De l’amour et du hasard (Manu Boisteau – Editions Casterman)
Dans « De l’amour et du hasard », le narrateur est une sorte de Woody Allen version BD. C’est un jeune quinquagénaire en pleine crise de milieu de vie, qui se pose en permanence mille questions existentielles. Comme beaucoup d’hommes de son âge, il cherche désespérément à redonner un sens à sa vie. Cette furieuse envie de changement l’a amené à renoncer à son emploi stable et bien rémunéré (et accessoirement à foutre en l’air sa vie de couple) pour réaliser son rêve: devenir écrivain. Mais après un premier roman « introspectif, narcissique et vaguement complaisant » qui s’est vendu à 255 exemplaires et n’a été repéré par aucun journaliste de radio ou de presse écrite, il est totalement à court d’inspiration. Alors qu’il est censé rendre le manuscrit de son deuxième bouquin dans six mois, il n’a encore rien écrit de valable. Son éditrice, avec laquelle il a vaguement flirté par le passé, lui demande d’être un peu moins nombriliste et de sortir de sa zone de confort. Mais les premières pages qu’il lui présente n’ont pas vraiment de quoi la rassurer. « J’ai l’impression que tu nous refais un peu le même livre », lui dit-elle. « Je vais tellement bien que je n’ai rien à raconter », lui répond-il, en attribuant sa panne d’écrivain aux antidépresseurs. Depuis qu’il les prend, ces médicaments lui permettent certes de réguler ses émotions… mais avec l’inconvénient de lui mettre l’encéphalogramme à plat. En attendant, son vrai problème se situe ailleurs. Car ce qui l’empêche surtout de pondre un nouveau chef d’oeuvre littéraire, c’est son smartphone. Les applications de rencontre sont devenues une véritable drogue pour notre écrivain en herbe, au point de le détourner chaque jour un peu plus de l’écriture de son roman. Clairement plus à l’aise pour « swiper » sur l’écran de son téléphone que pour construire des relations durables dans la vie réelle, il traîne de longues heures sur ces fameuses applis…
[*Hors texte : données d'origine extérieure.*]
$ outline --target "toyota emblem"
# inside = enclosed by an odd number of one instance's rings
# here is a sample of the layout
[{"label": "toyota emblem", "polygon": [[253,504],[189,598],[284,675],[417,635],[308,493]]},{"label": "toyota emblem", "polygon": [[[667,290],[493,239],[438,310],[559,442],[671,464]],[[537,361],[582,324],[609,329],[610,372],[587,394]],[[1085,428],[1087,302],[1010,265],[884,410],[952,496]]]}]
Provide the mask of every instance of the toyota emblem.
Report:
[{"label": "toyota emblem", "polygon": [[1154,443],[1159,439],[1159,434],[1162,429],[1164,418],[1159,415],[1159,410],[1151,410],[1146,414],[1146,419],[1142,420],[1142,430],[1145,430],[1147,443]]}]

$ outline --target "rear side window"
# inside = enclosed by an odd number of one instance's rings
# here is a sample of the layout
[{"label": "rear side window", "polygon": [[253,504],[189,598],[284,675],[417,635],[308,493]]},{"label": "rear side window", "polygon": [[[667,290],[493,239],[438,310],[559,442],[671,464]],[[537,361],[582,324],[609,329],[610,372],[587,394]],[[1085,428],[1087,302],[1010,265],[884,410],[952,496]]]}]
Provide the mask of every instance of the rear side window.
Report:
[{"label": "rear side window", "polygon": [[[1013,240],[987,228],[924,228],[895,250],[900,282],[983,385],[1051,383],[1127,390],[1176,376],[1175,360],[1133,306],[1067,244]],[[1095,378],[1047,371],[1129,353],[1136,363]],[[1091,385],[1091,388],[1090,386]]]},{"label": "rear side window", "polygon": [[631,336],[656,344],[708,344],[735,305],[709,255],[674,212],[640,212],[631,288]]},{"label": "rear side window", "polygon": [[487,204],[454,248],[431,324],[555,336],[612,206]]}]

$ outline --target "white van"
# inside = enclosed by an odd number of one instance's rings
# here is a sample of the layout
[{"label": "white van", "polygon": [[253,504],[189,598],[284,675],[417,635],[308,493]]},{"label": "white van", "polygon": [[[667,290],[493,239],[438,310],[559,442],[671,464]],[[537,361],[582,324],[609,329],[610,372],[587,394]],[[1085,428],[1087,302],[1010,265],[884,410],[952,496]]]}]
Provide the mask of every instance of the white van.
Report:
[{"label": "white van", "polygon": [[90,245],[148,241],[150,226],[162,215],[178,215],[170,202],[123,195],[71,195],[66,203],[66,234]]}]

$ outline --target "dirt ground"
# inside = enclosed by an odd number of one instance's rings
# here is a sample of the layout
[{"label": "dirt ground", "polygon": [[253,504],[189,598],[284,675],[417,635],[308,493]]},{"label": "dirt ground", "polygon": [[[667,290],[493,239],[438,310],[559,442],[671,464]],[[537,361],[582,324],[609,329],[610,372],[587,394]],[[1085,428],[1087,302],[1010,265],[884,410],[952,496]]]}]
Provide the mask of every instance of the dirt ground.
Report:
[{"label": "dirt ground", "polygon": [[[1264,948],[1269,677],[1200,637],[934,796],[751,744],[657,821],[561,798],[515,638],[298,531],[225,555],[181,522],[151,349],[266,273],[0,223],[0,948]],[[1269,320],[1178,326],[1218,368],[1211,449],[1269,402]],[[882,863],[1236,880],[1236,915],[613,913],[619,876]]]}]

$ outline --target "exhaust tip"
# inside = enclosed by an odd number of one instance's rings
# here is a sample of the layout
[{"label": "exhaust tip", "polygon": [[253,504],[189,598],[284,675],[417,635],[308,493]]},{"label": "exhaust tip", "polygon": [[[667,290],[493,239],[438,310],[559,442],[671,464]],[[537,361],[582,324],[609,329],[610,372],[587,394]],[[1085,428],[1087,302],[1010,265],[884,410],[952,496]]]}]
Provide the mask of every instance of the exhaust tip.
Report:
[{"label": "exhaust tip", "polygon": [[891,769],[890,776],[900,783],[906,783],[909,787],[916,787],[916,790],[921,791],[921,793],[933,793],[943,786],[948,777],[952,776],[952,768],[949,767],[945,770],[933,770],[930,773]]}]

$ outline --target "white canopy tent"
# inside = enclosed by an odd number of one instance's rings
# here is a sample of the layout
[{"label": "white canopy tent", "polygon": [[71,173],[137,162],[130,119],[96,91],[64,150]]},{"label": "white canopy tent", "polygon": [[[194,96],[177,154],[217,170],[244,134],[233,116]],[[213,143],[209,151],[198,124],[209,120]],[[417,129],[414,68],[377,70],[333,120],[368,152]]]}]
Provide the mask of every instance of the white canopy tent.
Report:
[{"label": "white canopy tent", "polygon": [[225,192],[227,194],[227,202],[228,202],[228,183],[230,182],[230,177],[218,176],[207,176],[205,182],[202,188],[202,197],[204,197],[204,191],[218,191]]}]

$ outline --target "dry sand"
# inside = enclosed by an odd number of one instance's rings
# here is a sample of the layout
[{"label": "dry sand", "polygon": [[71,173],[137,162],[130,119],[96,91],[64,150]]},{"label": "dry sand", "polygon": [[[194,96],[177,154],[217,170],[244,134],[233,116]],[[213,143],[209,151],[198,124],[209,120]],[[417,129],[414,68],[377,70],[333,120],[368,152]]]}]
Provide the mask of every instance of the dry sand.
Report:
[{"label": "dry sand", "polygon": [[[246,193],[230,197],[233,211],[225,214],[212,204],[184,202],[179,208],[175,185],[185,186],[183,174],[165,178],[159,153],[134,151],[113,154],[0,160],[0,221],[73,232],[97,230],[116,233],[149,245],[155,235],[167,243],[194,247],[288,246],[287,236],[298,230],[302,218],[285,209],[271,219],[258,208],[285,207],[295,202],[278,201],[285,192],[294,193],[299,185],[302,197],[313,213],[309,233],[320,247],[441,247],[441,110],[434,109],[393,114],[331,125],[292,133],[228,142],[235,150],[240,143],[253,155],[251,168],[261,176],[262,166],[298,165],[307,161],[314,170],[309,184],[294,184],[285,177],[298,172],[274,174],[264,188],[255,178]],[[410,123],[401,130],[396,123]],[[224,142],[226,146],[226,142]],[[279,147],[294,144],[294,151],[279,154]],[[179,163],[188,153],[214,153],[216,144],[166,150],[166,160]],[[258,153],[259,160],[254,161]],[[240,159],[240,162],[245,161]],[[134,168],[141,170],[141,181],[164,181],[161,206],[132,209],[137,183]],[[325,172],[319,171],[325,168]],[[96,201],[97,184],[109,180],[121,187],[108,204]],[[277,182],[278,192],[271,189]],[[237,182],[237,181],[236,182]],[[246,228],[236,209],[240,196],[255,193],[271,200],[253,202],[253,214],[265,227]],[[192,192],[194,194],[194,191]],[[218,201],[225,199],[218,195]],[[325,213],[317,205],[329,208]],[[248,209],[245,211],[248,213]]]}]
Manu Boisteau a travaillé pendant longtemps dans le dessin de presse et l’illustration pour la jeunesse avant de finalement oser se lancer dans la bande dessinée plus adulte. Après un premier album largement autobiographique intitulé « Partir un jour » paru en 2021, il redonne vie une nouvelle fois à son alter ego, un personnage névrosé aussi énervant qu’attachant, dans un album intitulé « De l’amour et du hasard ». La référence à Marivaux est bien trouvée dans la mesure où les applis de rencontres se révèlent finalement assez proches de l’univers des salons du dix-huitième siècle. Dans les deux cas, tout le monde porte un masque, en prenant soin d’enjoliver la réalité. Comme chez Marivaux, les personnages que l’on retrouve dans « De l’amour et du hasard » passent leur temps à se faire passer pour ce qu’ils ne sont pas, leurs mails et textos étant en quelque sorte la version moderne des billets de jadis. « De l’amour et du hasard » est une comédie plutôt bavarde, mais très plaisante à lire. Manu Boisteau y aborde avec beaucoup d’humour la recherche du bonheur amoureux à l’ère numérique. Ses dialogues percutants, ses dessins expressifs et surtout son autodérision font de ce livre une vraie réussite, qui parvient à faire sourire et réfléchir en même temps. Il faut dire que l’auteur, qui a personnellement expérimenté les applis de rencontre, a mis énormément de lui-même dans cette BD. Détail amusant: il va même jusqu’à insérer parmi ses planches des extraits d’un véritable roman sur lequel il a travaillé. Bande dessinée à la fois générationnelle et sociologique, « De l’amour et du hasard » décortique avec justesse l’omniprésence du virtuel dans nos vies modernes, que ce soit pour les rencontres amoureuses, la création artistique ou les relations humaines en général. C’est ce qui fait de ce roman graphique un ouvrage particulièrement intéressant… et sans doute moins léger qu’il n’y paraît.